With Neptune’s long transit, over the past fifteen years, through Pisces, the global culture was steeped in outworn motifs—politics, art, cinema, music, and fashion—all sorts of nostalgic narratives—through remakes, repeats, retreads, sequels, and prequels that never allowed our imagination to step into untried territory. Our cultural past (Pisces) had been commodified by media (Neptune) to suck dry whatever the ‘sure bets’ could (almost always) guarantee. “You liked this in the past, so you’ll like this reconfiguration into the present.”
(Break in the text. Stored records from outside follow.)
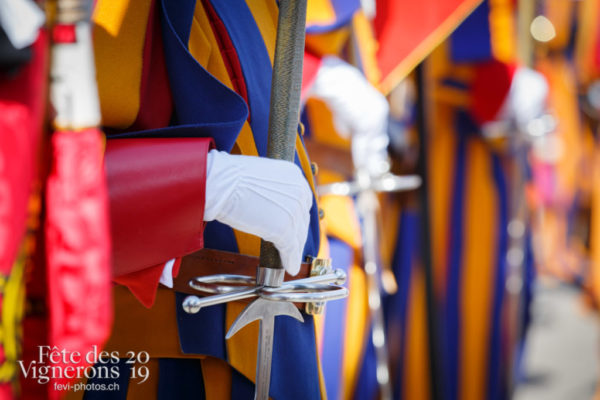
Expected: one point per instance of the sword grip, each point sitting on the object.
(285, 97)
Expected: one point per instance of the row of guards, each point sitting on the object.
(457, 160)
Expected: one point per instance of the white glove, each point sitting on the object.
(526, 99)
(261, 196)
(73, 90)
(359, 111)
(264, 197)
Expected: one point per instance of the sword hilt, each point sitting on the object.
(225, 288)
(385, 183)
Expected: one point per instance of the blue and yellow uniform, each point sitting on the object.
(470, 192)
(216, 59)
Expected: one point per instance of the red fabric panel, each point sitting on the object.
(156, 102)
(489, 89)
(157, 192)
(228, 52)
(21, 112)
(77, 246)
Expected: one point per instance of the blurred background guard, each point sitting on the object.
(562, 168)
(470, 191)
(23, 85)
(174, 80)
(345, 120)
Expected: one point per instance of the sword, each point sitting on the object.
(283, 125)
(366, 188)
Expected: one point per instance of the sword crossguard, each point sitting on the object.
(385, 183)
(226, 288)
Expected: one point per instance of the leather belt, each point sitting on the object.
(210, 262)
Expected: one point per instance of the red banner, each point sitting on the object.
(409, 30)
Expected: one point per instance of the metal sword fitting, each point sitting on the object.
(320, 266)
(228, 293)
(386, 183)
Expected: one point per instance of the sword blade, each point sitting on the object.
(265, 311)
(263, 362)
(367, 206)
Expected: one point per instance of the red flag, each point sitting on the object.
(77, 229)
(409, 30)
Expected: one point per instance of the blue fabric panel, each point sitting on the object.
(294, 374)
(181, 379)
(255, 62)
(241, 387)
(471, 41)
(495, 372)
(332, 357)
(396, 306)
(453, 289)
(204, 332)
(124, 372)
(226, 111)
(344, 10)
(367, 387)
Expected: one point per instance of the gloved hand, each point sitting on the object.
(359, 111)
(526, 99)
(264, 197)
(261, 196)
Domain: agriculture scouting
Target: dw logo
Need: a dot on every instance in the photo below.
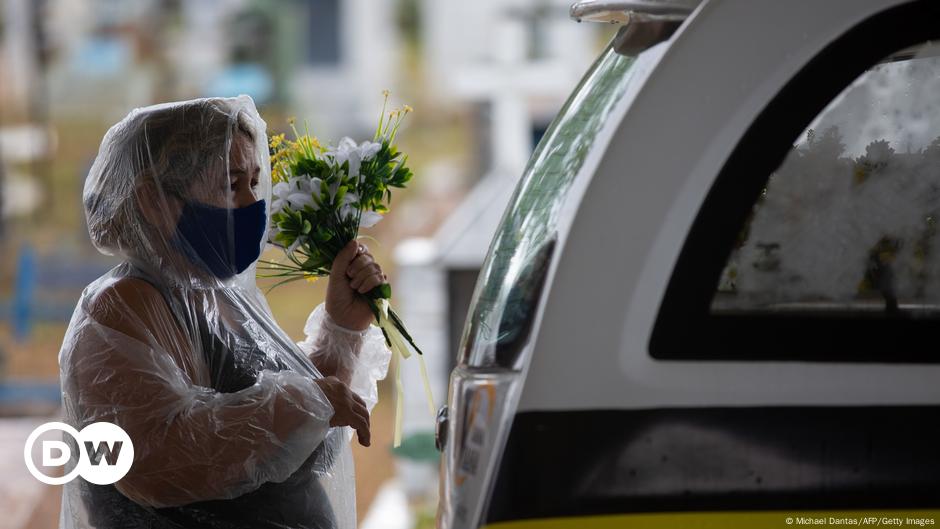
(105, 453)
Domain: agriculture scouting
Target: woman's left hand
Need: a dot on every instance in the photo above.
(354, 272)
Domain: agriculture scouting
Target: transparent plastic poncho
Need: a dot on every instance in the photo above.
(177, 345)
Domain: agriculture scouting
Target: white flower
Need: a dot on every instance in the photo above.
(296, 244)
(368, 149)
(369, 219)
(297, 193)
(301, 199)
(347, 210)
(348, 151)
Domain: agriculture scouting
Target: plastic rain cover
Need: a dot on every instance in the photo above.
(178, 346)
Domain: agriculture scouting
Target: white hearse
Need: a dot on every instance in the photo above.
(714, 298)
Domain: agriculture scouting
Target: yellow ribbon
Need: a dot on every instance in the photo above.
(400, 347)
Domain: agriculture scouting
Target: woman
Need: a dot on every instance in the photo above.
(233, 424)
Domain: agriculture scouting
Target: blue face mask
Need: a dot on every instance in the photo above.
(203, 234)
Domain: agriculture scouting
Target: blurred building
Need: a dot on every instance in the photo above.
(513, 62)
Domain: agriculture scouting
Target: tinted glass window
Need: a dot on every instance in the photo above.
(847, 224)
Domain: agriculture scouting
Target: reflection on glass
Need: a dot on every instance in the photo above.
(848, 222)
(517, 254)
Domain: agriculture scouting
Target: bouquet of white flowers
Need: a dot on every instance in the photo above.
(323, 195)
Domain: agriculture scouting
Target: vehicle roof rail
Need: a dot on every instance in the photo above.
(645, 22)
(621, 11)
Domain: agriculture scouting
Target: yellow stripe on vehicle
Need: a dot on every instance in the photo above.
(736, 520)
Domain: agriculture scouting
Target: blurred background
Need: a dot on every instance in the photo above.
(485, 78)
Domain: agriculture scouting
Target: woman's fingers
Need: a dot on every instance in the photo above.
(370, 282)
(361, 261)
(365, 274)
(349, 408)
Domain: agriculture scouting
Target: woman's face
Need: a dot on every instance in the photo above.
(235, 185)
(241, 183)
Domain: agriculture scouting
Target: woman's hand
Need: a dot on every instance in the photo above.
(354, 272)
(348, 408)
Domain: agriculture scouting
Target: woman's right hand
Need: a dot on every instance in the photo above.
(348, 408)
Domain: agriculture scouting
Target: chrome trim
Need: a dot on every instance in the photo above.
(440, 429)
(619, 12)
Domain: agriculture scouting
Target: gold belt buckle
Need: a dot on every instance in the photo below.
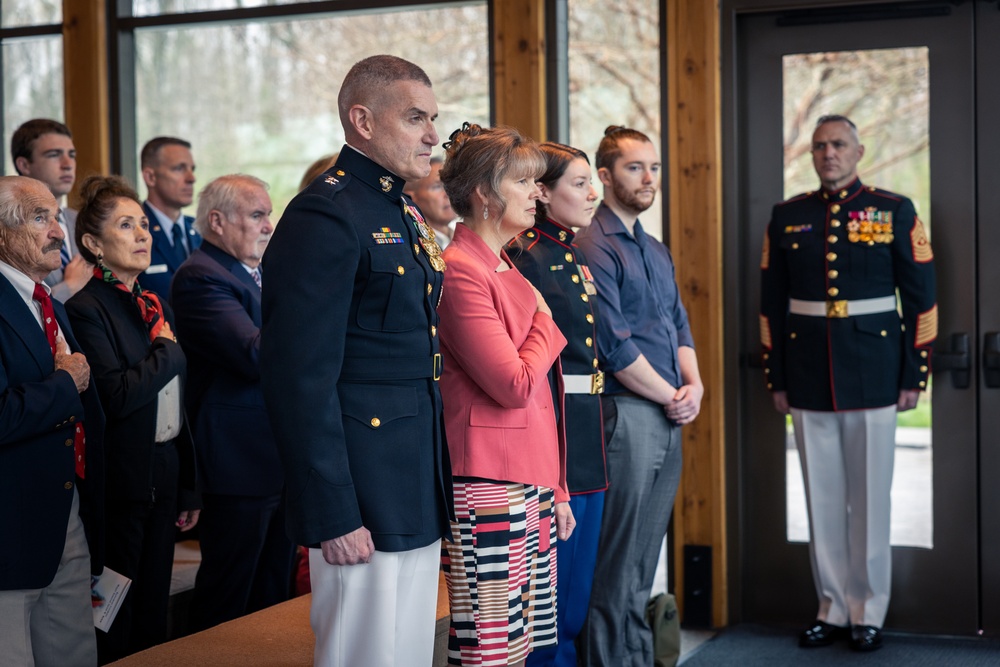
(597, 383)
(836, 309)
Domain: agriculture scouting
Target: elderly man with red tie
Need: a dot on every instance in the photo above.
(51, 429)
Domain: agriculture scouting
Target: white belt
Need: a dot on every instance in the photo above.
(843, 308)
(584, 384)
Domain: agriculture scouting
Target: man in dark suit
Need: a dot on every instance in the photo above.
(246, 557)
(43, 149)
(168, 172)
(843, 358)
(349, 366)
(51, 436)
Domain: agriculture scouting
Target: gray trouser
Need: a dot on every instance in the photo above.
(847, 461)
(644, 469)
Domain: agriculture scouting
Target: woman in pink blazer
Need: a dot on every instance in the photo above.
(500, 348)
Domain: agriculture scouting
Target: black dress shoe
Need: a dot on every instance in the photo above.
(865, 637)
(821, 633)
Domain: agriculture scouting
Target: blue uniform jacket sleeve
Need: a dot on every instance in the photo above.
(310, 266)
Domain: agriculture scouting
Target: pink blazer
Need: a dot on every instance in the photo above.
(498, 412)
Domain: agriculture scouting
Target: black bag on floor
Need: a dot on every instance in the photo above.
(661, 614)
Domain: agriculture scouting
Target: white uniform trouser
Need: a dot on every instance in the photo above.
(847, 460)
(378, 614)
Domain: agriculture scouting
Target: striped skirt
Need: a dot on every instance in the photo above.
(501, 573)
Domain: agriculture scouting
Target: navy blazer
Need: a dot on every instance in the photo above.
(165, 259)
(217, 305)
(129, 372)
(348, 351)
(39, 408)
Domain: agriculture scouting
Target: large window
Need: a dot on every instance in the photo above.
(32, 55)
(260, 97)
(614, 75)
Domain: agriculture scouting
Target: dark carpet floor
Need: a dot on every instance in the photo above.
(749, 645)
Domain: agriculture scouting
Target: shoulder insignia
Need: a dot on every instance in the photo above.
(796, 198)
(922, 252)
(329, 185)
(884, 193)
(926, 327)
(765, 332)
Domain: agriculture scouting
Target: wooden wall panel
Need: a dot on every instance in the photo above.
(85, 74)
(695, 187)
(519, 65)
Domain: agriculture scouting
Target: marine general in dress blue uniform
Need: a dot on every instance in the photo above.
(349, 369)
(843, 356)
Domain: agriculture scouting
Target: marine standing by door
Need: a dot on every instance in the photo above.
(843, 356)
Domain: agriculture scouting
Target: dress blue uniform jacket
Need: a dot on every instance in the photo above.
(348, 349)
(217, 305)
(164, 258)
(39, 409)
(859, 242)
(548, 258)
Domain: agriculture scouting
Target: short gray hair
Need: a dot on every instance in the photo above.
(837, 118)
(368, 79)
(13, 208)
(223, 194)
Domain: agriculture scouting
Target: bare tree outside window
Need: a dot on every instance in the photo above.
(614, 75)
(261, 97)
(32, 84)
(19, 13)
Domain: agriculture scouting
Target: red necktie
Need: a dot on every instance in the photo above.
(51, 331)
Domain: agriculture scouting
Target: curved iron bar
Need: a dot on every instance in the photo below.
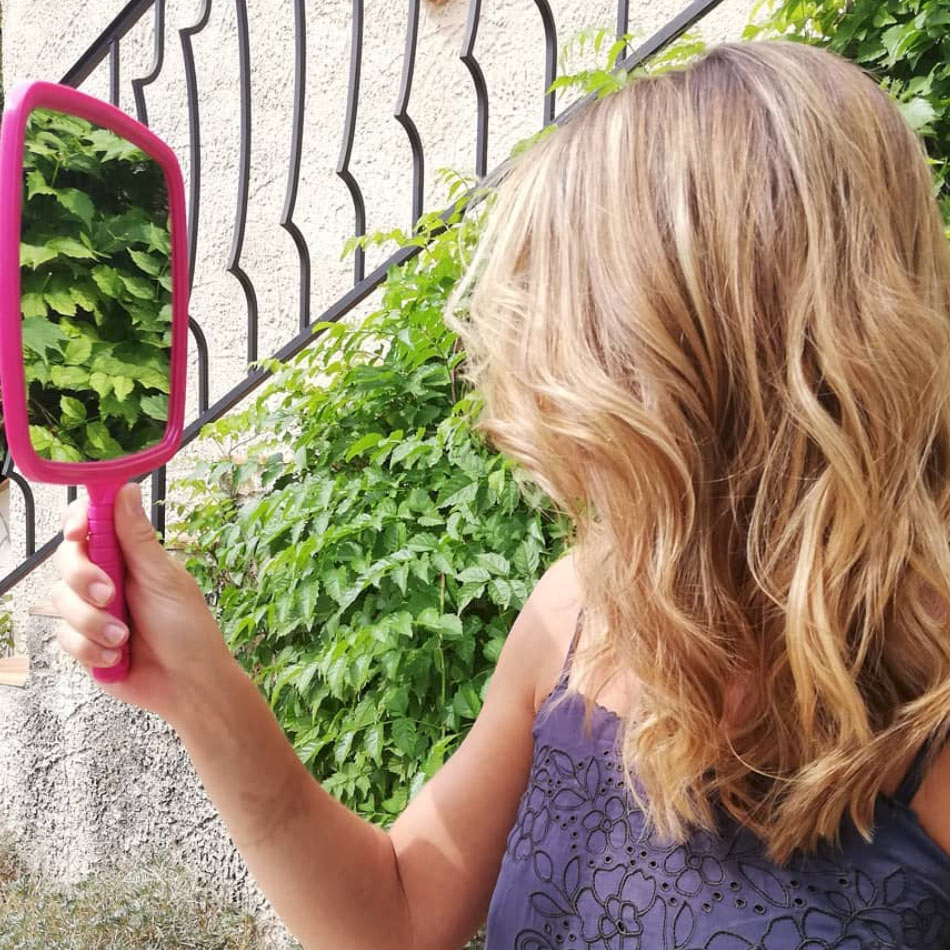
(339, 308)
(550, 59)
(244, 177)
(158, 499)
(349, 131)
(623, 24)
(29, 504)
(481, 90)
(158, 60)
(202, 345)
(186, 35)
(114, 72)
(293, 173)
(402, 106)
(123, 21)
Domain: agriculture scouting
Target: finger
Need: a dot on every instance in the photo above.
(84, 577)
(95, 625)
(88, 653)
(75, 523)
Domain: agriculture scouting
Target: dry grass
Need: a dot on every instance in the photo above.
(154, 908)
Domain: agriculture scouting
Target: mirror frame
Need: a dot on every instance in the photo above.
(22, 100)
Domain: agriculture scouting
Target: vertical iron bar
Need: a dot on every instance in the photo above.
(402, 107)
(349, 131)
(158, 59)
(194, 135)
(623, 24)
(158, 500)
(481, 91)
(550, 61)
(244, 177)
(202, 345)
(114, 72)
(29, 506)
(293, 173)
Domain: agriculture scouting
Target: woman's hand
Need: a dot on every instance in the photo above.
(176, 646)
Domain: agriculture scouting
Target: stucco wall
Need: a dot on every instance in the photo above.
(82, 779)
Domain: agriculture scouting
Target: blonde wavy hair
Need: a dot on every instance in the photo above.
(709, 317)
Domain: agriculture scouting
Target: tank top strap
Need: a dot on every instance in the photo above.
(569, 659)
(914, 776)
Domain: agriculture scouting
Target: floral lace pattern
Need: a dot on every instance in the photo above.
(579, 873)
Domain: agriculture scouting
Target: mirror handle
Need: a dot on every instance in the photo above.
(104, 552)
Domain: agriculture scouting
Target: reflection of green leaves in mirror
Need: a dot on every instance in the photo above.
(95, 291)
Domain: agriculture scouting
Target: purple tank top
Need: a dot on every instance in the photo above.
(578, 874)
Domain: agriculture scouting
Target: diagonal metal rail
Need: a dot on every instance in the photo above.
(108, 44)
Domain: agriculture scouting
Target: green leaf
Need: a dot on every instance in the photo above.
(61, 301)
(78, 351)
(69, 377)
(101, 383)
(78, 203)
(361, 444)
(70, 247)
(466, 702)
(98, 437)
(73, 410)
(919, 113)
(84, 293)
(41, 438)
(140, 287)
(36, 184)
(122, 386)
(32, 255)
(33, 305)
(155, 406)
(126, 409)
(108, 281)
(41, 335)
(404, 736)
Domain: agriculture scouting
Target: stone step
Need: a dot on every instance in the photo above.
(14, 670)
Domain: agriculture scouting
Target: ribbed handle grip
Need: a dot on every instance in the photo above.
(104, 552)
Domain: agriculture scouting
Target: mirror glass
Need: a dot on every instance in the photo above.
(95, 288)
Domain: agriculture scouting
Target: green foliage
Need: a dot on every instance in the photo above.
(6, 626)
(95, 290)
(905, 44)
(367, 560)
(155, 908)
(608, 78)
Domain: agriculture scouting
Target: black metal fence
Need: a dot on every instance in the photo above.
(109, 46)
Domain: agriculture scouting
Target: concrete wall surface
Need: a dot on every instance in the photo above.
(82, 779)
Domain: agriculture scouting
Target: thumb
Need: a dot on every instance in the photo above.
(137, 538)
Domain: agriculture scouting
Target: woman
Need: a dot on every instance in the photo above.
(711, 317)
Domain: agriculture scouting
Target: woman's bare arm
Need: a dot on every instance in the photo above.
(338, 882)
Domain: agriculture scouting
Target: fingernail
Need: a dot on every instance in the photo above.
(100, 592)
(114, 633)
(134, 500)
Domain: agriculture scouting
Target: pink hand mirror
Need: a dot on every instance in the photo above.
(93, 303)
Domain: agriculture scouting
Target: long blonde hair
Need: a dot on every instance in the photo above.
(710, 318)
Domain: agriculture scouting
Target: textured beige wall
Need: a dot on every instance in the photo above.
(83, 778)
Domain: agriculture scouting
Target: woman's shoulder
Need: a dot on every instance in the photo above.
(542, 632)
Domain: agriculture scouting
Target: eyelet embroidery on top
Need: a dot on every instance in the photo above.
(592, 882)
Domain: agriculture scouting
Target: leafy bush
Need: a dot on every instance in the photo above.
(904, 43)
(95, 290)
(367, 561)
(368, 558)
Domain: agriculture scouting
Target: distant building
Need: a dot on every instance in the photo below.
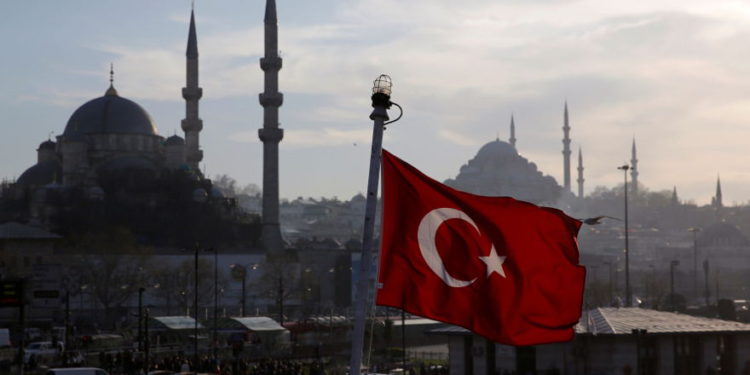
(611, 341)
(498, 170)
(110, 167)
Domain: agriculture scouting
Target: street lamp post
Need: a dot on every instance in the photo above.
(628, 297)
(707, 293)
(695, 231)
(240, 272)
(216, 305)
(381, 101)
(195, 312)
(672, 265)
(146, 345)
(611, 291)
(140, 318)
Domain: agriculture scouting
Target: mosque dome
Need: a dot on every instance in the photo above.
(498, 170)
(722, 234)
(174, 140)
(496, 149)
(110, 113)
(41, 174)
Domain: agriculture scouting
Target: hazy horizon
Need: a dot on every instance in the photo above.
(671, 74)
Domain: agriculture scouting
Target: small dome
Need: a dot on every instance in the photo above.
(47, 145)
(496, 148)
(200, 195)
(110, 114)
(217, 193)
(41, 174)
(174, 140)
(96, 193)
(129, 162)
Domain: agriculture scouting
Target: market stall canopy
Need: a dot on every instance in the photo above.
(176, 323)
(251, 323)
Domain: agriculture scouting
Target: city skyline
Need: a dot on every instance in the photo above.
(665, 73)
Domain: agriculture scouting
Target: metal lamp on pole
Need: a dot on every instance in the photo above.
(628, 297)
(611, 284)
(381, 102)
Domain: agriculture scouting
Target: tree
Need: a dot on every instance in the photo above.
(112, 265)
(177, 284)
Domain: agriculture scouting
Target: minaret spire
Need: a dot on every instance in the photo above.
(271, 134)
(580, 173)
(634, 171)
(718, 198)
(111, 90)
(566, 149)
(192, 124)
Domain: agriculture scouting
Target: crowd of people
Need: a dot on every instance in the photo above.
(129, 364)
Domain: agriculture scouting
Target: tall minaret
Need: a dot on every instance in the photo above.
(192, 124)
(634, 172)
(717, 199)
(271, 134)
(580, 173)
(566, 149)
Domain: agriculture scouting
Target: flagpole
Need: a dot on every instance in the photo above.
(380, 103)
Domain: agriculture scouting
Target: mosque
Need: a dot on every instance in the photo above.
(111, 167)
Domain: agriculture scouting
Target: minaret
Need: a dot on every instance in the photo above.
(634, 172)
(580, 173)
(717, 199)
(271, 99)
(192, 124)
(566, 149)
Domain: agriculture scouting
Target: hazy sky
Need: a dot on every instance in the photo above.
(674, 74)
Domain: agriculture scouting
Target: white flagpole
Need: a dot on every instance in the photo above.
(380, 102)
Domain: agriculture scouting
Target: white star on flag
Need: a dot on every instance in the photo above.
(494, 263)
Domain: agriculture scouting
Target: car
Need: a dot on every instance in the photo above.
(42, 351)
(76, 371)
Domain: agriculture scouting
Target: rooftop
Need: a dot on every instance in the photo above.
(621, 321)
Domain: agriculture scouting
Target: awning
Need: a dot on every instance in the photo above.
(175, 322)
(252, 323)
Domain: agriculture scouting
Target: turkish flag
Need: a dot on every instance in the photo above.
(505, 269)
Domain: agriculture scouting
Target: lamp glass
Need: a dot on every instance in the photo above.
(382, 85)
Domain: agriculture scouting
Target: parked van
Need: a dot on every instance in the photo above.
(76, 371)
(4, 337)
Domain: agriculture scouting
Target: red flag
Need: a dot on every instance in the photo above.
(504, 269)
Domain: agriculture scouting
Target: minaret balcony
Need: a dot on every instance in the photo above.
(192, 93)
(192, 124)
(270, 63)
(273, 99)
(194, 156)
(271, 135)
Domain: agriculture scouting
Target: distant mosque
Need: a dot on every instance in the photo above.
(110, 167)
(499, 170)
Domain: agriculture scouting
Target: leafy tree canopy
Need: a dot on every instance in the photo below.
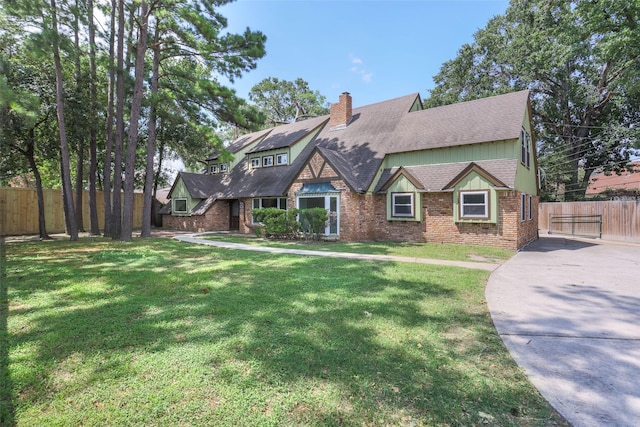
(581, 61)
(283, 101)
And then, with Pluto’s entry into Aquarius, along came AI to recapitulate all of this over again, but in a much more personal and exhaustive way. Curtis continues:
“What AI is doing is taking it much further. It's actually going back to our own past. It's going back to our own images, our own language, the words we wrote, the phrases we wrote. Because out there in [social media’s] server farms are our feelings, written down in fragmentary form, little images, little moments—intense moments of fear and love. [AI is] scraping it all, putting it all together in some strange, almost cubist-like form, and playing back to us a world built out of that. And if I were to write a ghost story now, I would do it about that. We are haunted. It's the haunting. Which makes me suspect…that AI is not the future. It's the final end of the past. It’s the moment the past came for us and we will have to escape from it.”
As one commenter put it, “If the algorithm is a ghost built from our collective past, how do you perform an exorcism on a machine that knows you better than you know yourself?”